[patch 7/9] x86/iopl: Restrict iopl() permission scope

From: Thomas Gleixner
Date: Wed Nov 06 2019 - 15:57:18 EST


The access to the full I/O port range can be also provided by the TSS I/O
bitmap, but that would require to copy 8k of data on scheduling in the
task. As shown with the sched out optimization TSS.io_bitmap_base can be
used to switch the incoming task to a preallocated I/O bitmap which has all
bits zero, i.e. allows access to all I/O ports.

Implementing this allows to provide an iopl() emulation mode which restricts
the IOPL level 3 permissions to I/O port access but removes the STI/CLI
permission which is coming with the hardware IOPL mechansim.

Provide a config option to switch IOPL to emulation mode, make it the
default and while at it also provide an option to disable IOPL completely.

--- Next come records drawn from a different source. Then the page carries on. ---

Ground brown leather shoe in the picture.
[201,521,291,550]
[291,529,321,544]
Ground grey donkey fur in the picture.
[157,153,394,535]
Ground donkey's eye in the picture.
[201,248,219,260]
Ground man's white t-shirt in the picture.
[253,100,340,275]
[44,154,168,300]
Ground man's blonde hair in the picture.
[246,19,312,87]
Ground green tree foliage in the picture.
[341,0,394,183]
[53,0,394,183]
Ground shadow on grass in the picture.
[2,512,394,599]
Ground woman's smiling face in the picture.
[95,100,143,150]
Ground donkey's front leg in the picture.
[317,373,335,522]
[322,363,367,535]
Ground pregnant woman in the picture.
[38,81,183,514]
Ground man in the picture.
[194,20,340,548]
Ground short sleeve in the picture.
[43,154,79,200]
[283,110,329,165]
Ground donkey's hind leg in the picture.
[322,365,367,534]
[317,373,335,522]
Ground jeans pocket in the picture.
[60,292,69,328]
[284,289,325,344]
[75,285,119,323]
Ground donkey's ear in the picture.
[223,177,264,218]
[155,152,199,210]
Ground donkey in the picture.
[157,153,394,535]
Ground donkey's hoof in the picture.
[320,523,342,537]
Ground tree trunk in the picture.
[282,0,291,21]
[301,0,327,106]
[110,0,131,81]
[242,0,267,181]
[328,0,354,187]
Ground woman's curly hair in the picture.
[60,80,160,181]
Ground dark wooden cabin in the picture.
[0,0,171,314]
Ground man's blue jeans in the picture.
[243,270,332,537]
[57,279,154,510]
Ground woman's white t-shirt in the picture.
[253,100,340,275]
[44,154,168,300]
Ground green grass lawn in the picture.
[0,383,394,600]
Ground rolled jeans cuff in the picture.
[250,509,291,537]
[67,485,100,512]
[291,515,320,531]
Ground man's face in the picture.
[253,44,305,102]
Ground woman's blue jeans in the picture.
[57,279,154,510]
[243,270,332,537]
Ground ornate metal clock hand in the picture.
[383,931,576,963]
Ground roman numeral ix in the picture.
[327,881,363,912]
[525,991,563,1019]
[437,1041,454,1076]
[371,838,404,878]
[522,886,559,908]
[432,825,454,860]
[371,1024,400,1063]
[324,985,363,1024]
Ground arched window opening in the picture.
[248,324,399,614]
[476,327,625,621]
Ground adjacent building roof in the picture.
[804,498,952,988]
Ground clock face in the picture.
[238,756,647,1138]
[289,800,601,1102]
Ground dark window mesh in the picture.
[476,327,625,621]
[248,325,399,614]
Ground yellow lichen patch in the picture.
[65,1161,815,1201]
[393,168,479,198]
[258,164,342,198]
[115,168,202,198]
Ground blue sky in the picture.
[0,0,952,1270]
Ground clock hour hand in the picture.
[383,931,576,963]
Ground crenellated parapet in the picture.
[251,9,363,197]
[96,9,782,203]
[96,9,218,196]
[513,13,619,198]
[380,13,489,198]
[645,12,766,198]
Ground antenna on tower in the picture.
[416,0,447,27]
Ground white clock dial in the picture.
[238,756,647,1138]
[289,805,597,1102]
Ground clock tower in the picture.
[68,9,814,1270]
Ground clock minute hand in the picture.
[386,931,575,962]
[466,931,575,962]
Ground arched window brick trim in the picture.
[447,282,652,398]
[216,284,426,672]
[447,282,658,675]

Signed-off-by: Thomas Gleixner <tglx@xxxxxxxxxxxxx>
---
arch/x86/Kconfig | 32 ++++++++++++++++
arch/x86/include/asm/processor.h | 24 +++++++++---
arch/x86/kernel/cpu/common.c | 4 +-
arch/x86/kernel/ioport.c | 75 ++++++++++++++++++++++++++++++---------
arch/x86/kernel/process.c | 15 +++++--
5 files changed, 123 insertions(+), 27 deletions(-)

--- a/arch/x86/Kconfig
+++ b/arch/x86/Kconfig
@@ -1254,6 +1254,38 @@ config X86_VSYSCALL_EMULATION
Disabling this option saves about 7K of kernel size and
possibly 4K of additional runtime pagetable memory.

+choice
+ prompt "IOPL"
+ default X86_IOPL_EMULATION
+
+config X86_IOPL_EMULATION
+ bool "IOPL Emulation"
+ ---help---
+ Legacy IOPL support is an overbroad mechanism which allows user
+ space aside of accessing all 65536 I/O ports also to disable
+ interrupts. To gain this access the caller needs CAP_SYS_RAWIO
+ capabilities and permission from eventually active security
+ modules.
+
+ The emulation restricts the functionality of the syscall to
+ only allowing the full range I/O port access, but prevents the
+ ability to disable interrupts from user space.
+
+config X86_IOPL_LEGACY
+ bool "IOPL Legacy"
+ ---help---
+ Allow the full IOPL permissions, i.e. user space access to all
+ 65536 I/O ports and also the ability to disable interrupts, which
+ is overbroad and can result in system lockups.
+
+config X86_IOPL_NONE
+ bool "IOPL None"
+ ---help---
+ Disable the IOPL permission syscall. That's the safest option as
+ no sane application should depend on this functionality.
+
+endchoice
+
config TOSHIBA
tristate "Toshiba Laptop support"
depends on X86_32
--- a/arch/x86/include/asm/processor.h
+++ b/arch/x86/include/asm/processor.h
@@ -331,8 +331,12 @@ struct x86_hw_tss {
#define IO_BITMAP_BYTES (IO_BITMAP_BITS/8)
#define IO_BITMAP_LONGS (IO_BITMAP_BYTES/sizeof(long))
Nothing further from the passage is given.